Heart attacks and strokes are the most common causes of death worldwide in developed and developing countries. The strongest predictor of heart attacks and strokes is a high-blood pressure. This year blood pressure control was the theme of World Health Day, and the World Health Organization (WHO) advised that early detection was the key. They urged all adults to know their blood pressure but their advice about what to do with that knowledge could be improved. Quoting from the WHO fact sheet for the Americas, “the risk of hypertension can be reduced by: Ingesting less salt; maintaining a balanced diet; avoiding the harmful use of alcohol; exercising regularly; maintaining a healthy weight and avoiding tobacco use”
That was it; this is like giving advice about controlling influenza without advice to wash hands thoroughly.
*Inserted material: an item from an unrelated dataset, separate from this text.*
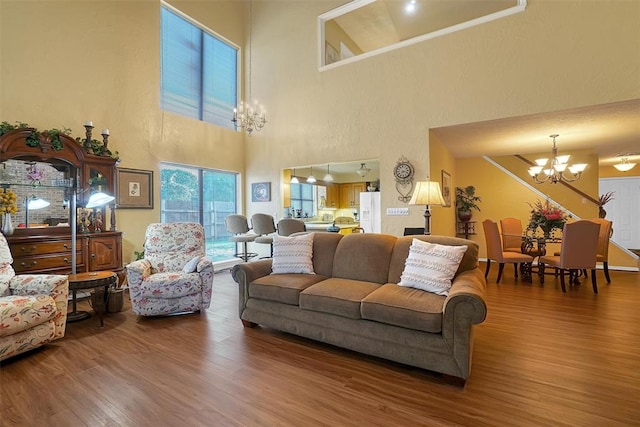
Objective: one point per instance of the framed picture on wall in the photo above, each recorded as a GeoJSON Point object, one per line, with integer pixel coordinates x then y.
{"type": "Point", "coordinates": [135, 189]}
{"type": "Point", "coordinates": [261, 192]}
{"type": "Point", "coordinates": [446, 188]}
There was no advice to avoid or limit the foods that directly damage arteries and lead to chronic arterial inflammation, narrowed arteries and blood pressure build-up. There was no mention of stress management, an essential component in the blood pressure reducing triad that includes diet and exercise. The WHO advice about one of the deadliest health threats that the world faces could be improved.
High-blood pressure is usually defined as a blood pressure over 140/90 mm Hg. Hypertension is diagnosed when a high blood pressure is found on at least 3 occasions. High blood pressure is not really a disease; it is a warning sign that there is a mismatch between the volume of blood flowing in your arteries and size of the space inside the arteries.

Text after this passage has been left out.